Eric Deschavannes : On ne peut évoquer que des tendances, et il faut en outre distinguer plusieurs jeunesses. Sur un plan sociologique général, on observe une tendance lourde, séculaire, à la pacification des moeurs au sein des sociétés démocratiques. Cela se traduit stattistiquement par la diminution des crimes de sang. En conséquence de quoi nombre de sociologues vous répondraient que la jeunesse n'est pas plus violente qu'auparavant et que le sentiment général d'assister à une dégradation s'explique par une plus grande sensibilité à la violence. Il y a une part de vérité dans ce discours mais il est pourtant indéniable qu'il se passe quelque chose au niveau des nouvelles générations et qu'il existe une tendance à l'augmentation des incivilités et des violences; cette tendance est circonscrite dans le temps et dans l'espace, mais elle est bien réelle.
Comment l'expliquer ? Il y a des facteurs évidents, classiquement évoqués : l'adolescence comme âge dangereux, l'âge des "conduites à risque" et, surtout, la constitution de quartiers "ghettos" où se développe une culture de la violence  - en raison du chômage de masse, de la multiplication des trafics et de la concentration d'une population d'origine immigrée, "ethniquement" différente du reste de la population. Plus en profondeur, le mode de socialisation "individualiste"qui caractérise nos sociétés a pour effet ce qu'on a longtemps appelé "la crise de l'autorité". L'individualisme est l'expression d'une société qui cultive la liberté et l'égalité: l'individu est sacralisé et la communauté est à son service, ce qui implique la valorisation de la bienveillance en matière d'éducation. C'est une excellente chose si la prime éducation parvient encore à transmettre le rapport à la loi. Il n'existe pas, fort heureusement, d'impossibilité structurelle, mais force est de constater qu'il peut y avoir des ratés, dans la mesure où la transcendance et la verticalité de la loi n'ont plus un caractère d'évidence naturelle. L'enfant en faisait naguère l'épreuve à  travers la figure du chef de famille, relai au sein de la communauté familiale de l'autorité de la loi de la communauté politique ou de la loi de Dieu. C'est ce que les psychanalystes nommaient "la figure du Père". Aujourd'hui, il faut construire l'autorité et la transmission de la loi de manière consciente et volontaire car l'amour et le culte de l'indépendance individuelle tendent à se substituer, au sein de la famille démocratique, à l'emprise communautaire, à l'obéissance quasi-automatique aux règles et conventions sociales.

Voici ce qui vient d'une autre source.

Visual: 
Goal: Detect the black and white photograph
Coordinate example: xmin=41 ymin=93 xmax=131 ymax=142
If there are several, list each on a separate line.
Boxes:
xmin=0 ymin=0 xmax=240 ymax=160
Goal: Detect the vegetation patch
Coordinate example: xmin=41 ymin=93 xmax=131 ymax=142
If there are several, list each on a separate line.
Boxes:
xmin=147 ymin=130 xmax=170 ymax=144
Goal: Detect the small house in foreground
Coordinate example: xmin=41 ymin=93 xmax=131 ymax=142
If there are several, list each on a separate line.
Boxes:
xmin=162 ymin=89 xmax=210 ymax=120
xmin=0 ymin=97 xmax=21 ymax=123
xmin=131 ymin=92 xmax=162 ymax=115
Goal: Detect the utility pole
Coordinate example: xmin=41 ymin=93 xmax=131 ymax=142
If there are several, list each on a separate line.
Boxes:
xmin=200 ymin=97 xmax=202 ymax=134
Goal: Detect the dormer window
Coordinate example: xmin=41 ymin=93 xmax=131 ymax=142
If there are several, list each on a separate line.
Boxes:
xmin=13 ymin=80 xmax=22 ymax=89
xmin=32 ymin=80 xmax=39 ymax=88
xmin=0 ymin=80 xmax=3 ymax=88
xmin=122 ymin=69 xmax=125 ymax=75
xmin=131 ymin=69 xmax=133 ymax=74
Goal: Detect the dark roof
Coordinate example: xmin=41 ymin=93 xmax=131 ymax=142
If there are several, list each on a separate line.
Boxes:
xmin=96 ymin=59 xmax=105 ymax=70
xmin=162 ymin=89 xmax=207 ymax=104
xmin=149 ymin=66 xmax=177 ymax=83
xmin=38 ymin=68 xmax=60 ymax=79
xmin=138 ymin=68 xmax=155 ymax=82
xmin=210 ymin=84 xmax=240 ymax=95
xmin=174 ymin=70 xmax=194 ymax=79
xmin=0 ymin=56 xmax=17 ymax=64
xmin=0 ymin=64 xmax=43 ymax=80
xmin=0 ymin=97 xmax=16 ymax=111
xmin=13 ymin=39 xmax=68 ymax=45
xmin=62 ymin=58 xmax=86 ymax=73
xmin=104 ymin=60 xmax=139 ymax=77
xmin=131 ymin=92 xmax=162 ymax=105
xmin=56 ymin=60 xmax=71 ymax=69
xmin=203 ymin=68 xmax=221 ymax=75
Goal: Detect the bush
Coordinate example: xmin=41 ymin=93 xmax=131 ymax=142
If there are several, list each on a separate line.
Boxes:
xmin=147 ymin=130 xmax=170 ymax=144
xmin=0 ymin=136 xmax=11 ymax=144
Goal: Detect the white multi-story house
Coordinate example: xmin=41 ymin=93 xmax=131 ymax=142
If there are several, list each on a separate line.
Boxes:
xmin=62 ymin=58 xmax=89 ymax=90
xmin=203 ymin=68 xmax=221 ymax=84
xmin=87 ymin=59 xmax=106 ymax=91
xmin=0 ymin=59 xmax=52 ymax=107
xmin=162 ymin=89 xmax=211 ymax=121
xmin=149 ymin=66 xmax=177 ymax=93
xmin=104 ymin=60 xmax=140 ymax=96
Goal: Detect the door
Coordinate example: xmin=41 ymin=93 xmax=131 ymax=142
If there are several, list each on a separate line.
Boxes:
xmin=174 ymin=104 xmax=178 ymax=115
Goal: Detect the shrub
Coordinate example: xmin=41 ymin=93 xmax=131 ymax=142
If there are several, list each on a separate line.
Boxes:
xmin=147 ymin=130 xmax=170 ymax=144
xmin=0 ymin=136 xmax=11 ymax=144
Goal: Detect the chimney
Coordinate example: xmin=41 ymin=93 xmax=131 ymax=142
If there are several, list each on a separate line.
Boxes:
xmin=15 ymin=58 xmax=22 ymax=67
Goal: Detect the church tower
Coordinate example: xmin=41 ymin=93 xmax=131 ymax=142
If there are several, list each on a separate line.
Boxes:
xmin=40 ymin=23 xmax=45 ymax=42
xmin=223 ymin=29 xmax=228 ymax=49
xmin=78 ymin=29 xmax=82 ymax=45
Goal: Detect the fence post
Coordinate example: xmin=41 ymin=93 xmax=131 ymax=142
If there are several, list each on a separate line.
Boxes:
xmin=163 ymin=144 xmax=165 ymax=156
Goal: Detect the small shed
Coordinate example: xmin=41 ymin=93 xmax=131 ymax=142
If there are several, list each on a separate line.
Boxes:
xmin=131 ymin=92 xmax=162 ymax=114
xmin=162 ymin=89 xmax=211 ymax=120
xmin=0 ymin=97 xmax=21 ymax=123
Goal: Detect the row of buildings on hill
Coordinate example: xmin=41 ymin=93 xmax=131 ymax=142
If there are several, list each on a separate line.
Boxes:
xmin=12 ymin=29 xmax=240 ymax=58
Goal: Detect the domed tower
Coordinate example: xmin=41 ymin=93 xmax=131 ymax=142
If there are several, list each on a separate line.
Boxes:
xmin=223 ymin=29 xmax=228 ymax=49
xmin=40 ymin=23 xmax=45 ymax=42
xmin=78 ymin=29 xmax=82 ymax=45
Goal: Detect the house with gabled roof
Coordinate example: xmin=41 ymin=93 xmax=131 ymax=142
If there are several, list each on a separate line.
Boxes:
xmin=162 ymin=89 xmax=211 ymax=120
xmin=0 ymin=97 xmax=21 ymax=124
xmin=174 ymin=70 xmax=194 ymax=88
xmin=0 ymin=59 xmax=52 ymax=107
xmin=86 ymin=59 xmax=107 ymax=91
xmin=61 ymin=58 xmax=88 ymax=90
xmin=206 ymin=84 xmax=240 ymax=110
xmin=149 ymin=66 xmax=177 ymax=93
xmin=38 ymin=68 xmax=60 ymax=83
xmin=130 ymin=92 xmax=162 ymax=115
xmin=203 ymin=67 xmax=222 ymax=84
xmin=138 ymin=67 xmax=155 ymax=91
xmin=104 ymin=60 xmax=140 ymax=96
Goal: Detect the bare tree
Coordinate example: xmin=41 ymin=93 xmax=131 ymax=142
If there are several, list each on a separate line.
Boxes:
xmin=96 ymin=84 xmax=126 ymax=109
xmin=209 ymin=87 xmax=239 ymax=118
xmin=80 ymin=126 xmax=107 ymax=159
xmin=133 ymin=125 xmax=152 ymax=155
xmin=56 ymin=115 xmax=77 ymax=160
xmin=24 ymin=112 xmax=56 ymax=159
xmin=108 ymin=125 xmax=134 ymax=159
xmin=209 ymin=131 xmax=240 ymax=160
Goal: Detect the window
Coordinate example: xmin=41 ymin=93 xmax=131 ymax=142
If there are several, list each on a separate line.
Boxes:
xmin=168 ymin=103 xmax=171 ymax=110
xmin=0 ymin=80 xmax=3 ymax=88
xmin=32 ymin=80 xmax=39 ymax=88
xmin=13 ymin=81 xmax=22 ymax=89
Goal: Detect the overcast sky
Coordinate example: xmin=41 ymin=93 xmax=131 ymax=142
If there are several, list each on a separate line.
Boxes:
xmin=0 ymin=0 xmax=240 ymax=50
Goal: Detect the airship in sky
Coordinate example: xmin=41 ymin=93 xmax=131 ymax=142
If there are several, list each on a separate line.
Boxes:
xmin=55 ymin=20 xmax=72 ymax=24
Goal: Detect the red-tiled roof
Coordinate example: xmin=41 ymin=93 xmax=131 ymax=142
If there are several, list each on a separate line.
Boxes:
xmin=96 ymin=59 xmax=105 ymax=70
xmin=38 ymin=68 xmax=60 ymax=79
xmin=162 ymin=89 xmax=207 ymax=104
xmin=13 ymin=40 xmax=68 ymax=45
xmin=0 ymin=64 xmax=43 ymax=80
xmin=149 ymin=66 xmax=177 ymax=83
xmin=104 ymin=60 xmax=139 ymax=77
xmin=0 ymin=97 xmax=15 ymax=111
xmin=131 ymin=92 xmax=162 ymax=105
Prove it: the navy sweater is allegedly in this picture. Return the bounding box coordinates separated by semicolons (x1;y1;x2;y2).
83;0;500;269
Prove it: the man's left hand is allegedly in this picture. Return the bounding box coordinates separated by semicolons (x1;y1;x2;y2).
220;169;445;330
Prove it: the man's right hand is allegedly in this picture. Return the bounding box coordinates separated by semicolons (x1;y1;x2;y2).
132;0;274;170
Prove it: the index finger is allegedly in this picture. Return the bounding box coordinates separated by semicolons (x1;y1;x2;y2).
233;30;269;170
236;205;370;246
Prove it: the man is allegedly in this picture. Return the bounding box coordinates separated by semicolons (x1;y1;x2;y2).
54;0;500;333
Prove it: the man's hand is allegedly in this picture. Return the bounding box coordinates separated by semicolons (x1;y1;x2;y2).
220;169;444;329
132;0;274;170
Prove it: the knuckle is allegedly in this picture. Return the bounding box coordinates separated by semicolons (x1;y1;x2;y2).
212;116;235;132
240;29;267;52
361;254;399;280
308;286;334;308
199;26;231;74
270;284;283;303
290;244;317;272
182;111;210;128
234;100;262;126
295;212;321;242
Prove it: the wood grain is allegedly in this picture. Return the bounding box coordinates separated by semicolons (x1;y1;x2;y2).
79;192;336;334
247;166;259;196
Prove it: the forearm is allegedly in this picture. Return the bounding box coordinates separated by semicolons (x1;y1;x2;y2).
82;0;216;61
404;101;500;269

Le risque est de produire des "enfants-rois" et des ados ingérables.
L'école est à cet égard souvent à côté de la plaque, dans la mesure où on croit à tort que l'on peut lutter contre les "incivilités" par l'éducation morale et civique. Or, le principe du respect de l'autre est connu de tous, et les bons sentiments sont unanimement valorisés. Ce qui fait le plus souvent défaut et qui ne s'acquiert pas sous la forme d'un enseignement didactique, c'est la maîtrise de soi : celle-ci suppose l'appropriation subjective de la transcendance de la loi, laquelle vient limiter de l'intérieur l'expression spontanée de soi, et notammant celle des pulsions. Dans un bain culturel qui valorise l'expression authentique de l'individu, la censure et l'autocensure des désirs, pensées et sentiments ne font pas l'objet d'une ardente promotion. Le problème concerne du reste tous les âges et tous les milieux sociaux, il suffit d'une promenade sur les réseaux sociaux pour s'en rendre compte.

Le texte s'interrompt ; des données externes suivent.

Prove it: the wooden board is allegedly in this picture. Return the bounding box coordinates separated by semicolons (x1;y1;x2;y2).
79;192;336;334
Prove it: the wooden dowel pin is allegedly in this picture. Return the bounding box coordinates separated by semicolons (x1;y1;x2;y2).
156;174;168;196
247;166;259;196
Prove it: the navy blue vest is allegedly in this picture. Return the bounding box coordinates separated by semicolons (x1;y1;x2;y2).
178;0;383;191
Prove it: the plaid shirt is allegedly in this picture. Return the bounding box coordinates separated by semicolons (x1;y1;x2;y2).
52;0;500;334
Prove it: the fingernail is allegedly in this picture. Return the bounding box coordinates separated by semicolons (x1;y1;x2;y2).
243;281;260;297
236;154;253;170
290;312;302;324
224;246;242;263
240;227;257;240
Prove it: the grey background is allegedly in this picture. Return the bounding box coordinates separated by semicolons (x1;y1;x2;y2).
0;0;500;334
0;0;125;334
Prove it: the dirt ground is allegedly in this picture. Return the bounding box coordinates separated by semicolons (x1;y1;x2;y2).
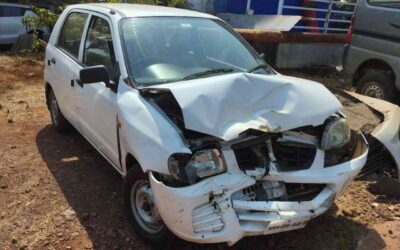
0;53;400;249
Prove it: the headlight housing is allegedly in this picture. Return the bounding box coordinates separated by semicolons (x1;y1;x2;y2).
321;117;351;150
168;149;226;184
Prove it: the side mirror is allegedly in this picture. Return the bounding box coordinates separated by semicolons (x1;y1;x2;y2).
79;65;110;87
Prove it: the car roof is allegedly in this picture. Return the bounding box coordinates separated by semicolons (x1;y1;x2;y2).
0;2;31;9
71;3;217;19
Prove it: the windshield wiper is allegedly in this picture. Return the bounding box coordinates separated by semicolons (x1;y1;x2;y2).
182;68;233;80
247;64;268;73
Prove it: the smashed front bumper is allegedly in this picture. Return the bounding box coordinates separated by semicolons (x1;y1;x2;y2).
150;134;368;245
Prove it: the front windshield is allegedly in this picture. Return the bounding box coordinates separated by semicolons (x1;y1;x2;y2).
121;17;272;86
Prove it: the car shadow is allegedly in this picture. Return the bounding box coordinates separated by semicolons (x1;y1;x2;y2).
36;125;376;249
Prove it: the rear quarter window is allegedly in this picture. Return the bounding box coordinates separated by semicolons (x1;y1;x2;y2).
368;0;400;9
57;12;88;59
0;6;26;17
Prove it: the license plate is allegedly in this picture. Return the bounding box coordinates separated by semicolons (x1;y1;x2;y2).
265;218;309;234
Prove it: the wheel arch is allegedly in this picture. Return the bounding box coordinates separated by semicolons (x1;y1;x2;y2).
352;58;396;87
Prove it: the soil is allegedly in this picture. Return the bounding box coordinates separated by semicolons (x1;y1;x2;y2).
0;54;400;249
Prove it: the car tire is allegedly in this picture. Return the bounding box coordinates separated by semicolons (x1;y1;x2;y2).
123;164;170;246
48;90;71;133
357;70;398;102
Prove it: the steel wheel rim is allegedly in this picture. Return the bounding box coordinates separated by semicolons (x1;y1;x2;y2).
363;82;385;100
130;180;164;234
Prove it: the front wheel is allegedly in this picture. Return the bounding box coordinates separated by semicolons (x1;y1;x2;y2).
124;165;169;245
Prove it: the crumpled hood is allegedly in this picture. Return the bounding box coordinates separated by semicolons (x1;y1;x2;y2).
157;73;342;140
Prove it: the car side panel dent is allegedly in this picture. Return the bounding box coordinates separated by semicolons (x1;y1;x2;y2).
117;84;191;174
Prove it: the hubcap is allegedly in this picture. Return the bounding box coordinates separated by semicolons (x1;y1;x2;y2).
130;180;164;234
363;82;385;99
50;95;58;125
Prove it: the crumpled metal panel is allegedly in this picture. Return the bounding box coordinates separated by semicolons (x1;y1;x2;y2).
158;73;342;140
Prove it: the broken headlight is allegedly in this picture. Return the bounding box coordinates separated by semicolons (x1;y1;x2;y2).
168;149;226;184
321;117;350;150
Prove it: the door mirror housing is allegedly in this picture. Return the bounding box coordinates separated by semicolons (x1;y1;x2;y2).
79;65;110;87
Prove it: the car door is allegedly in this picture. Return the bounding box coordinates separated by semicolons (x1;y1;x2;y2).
74;14;119;166
45;11;89;130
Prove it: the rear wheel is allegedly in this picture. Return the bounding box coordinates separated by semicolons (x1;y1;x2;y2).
48;90;71;133
357;70;398;102
124;165;169;245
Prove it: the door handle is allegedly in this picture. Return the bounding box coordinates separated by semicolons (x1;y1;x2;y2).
75;79;83;88
389;23;400;29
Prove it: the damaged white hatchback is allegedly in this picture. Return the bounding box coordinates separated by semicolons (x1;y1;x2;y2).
45;4;368;245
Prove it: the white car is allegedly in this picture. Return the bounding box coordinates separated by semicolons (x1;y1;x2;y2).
45;4;390;245
0;3;35;44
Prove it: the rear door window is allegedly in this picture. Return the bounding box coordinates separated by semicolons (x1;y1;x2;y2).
0;6;26;17
57;12;88;60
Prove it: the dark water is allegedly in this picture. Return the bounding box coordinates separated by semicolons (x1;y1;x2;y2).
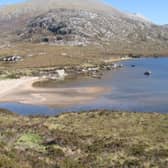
0;58;168;115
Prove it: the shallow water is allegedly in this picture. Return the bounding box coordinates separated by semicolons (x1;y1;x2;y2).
0;58;168;115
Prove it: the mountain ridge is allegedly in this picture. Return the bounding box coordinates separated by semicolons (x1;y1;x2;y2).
0;0;168;53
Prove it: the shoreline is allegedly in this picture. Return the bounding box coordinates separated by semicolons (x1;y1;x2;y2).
0;78;107;107
0;57;131;107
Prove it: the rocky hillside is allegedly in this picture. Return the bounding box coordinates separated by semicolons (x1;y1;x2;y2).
0;0;168;53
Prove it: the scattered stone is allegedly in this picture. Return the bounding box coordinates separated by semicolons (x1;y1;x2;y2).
144;71;152;76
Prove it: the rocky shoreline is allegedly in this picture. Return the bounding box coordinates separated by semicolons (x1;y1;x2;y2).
0;56;132;80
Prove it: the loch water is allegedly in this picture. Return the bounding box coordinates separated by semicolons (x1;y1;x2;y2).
0;57;168;115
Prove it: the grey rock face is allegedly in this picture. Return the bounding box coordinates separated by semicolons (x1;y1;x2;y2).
17;9;168;45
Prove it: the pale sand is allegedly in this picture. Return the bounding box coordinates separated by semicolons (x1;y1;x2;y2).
0;77;107;106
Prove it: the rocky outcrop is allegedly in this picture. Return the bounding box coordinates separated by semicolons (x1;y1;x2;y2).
0;0;168;53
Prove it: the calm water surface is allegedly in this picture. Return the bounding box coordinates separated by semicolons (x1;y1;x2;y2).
0;58;168;115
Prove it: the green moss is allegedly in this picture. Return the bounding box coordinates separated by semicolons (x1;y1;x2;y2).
0;155;21;168
16;133;44;150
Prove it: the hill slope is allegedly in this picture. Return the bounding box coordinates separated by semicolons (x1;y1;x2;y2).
0;0;168;56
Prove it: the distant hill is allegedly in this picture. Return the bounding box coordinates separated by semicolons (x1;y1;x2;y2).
0;0;168;54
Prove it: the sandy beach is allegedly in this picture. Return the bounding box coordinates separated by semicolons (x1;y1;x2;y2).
0;77;105;106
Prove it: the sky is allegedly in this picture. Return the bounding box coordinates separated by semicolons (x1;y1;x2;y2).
0;0;168;24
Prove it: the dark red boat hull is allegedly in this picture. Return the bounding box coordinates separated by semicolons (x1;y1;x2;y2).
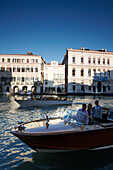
13;127;113;150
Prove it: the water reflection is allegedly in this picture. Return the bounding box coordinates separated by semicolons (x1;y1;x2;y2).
0;96;113;169
18;149;113;170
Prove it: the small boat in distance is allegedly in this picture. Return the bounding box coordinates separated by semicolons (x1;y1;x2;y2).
15;96;73;107
11;108;113;152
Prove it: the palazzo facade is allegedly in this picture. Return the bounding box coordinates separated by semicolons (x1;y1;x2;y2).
43;61;65;93
0;52;44;94
63;47;113;94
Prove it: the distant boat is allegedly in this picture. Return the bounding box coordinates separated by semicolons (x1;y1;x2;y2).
15;97;72;107
11;108;113;152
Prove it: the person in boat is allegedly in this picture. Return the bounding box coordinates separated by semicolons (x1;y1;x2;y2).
93;100;102;122
76;104;89;125
87;103;93;124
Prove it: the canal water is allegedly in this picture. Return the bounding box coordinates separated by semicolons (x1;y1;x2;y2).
0;96;113;170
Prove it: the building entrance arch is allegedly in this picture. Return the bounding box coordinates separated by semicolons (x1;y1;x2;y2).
98;81;102;92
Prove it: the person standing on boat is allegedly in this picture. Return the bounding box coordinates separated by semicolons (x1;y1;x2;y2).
76;104;89;125
87;103;93;124
93;100;102;122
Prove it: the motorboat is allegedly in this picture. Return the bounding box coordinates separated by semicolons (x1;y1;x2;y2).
11;108;113;152
15;97;73;107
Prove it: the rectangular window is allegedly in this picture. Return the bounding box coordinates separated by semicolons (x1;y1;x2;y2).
31;59;34;63
22;77;25;82
13;67;16;72
17;59;21;63
27;59;29;63
45;81;48;85
35;67;38;72
13;58;16;63
22;59;25;63
81;57;84;63
17;67;20;72
72;57;75;63
93;58;95;64
6;67;11;72
98;58;100;64
103;59;105;64
31;67;33;72
2;58;5;63
88;58;91;64
22;67;25;72
26;67;30;72
1;67;5;72
13;77;16;82
107;59;109;64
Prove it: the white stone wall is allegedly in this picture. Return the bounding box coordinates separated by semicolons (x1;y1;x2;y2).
64;49;113;93
44;61;65;93
0;54;43;93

Quelle est l'ampleur du phénomène ? Est-ce qu'il y a des territoires plus marqués que d'autres ?

Dans toutes les enquêtes sur les "conduites à risque" de la jeunesse, parmi lesquelles il faut compter bien entendu la délinquance et la violence, on retrouve à peu près toujours la même proportion de jeunes porteurs de problèmes : cela concerne grosso modo un cinquième de la jeunesse. Il faut toutefois discriminer sociologiquement : les comportements déviants se concentrent dans certains quartiers qui vivent dans une véritable contre-culture, en rupture avec les normes de la société globale. Au sein de l'éducation nationale, on sait par exemple que les "incivilités" en augmentation ont principalement lieu dans 10% des établissements scolaires. Après 40 ans de chômage de masse et de tolérance des trafics, une culture de la transgression et de la violence s'est par endroits durablement installée.

Quelles pourraient être les solutions pour lutter contre cette banalisation de la violence ?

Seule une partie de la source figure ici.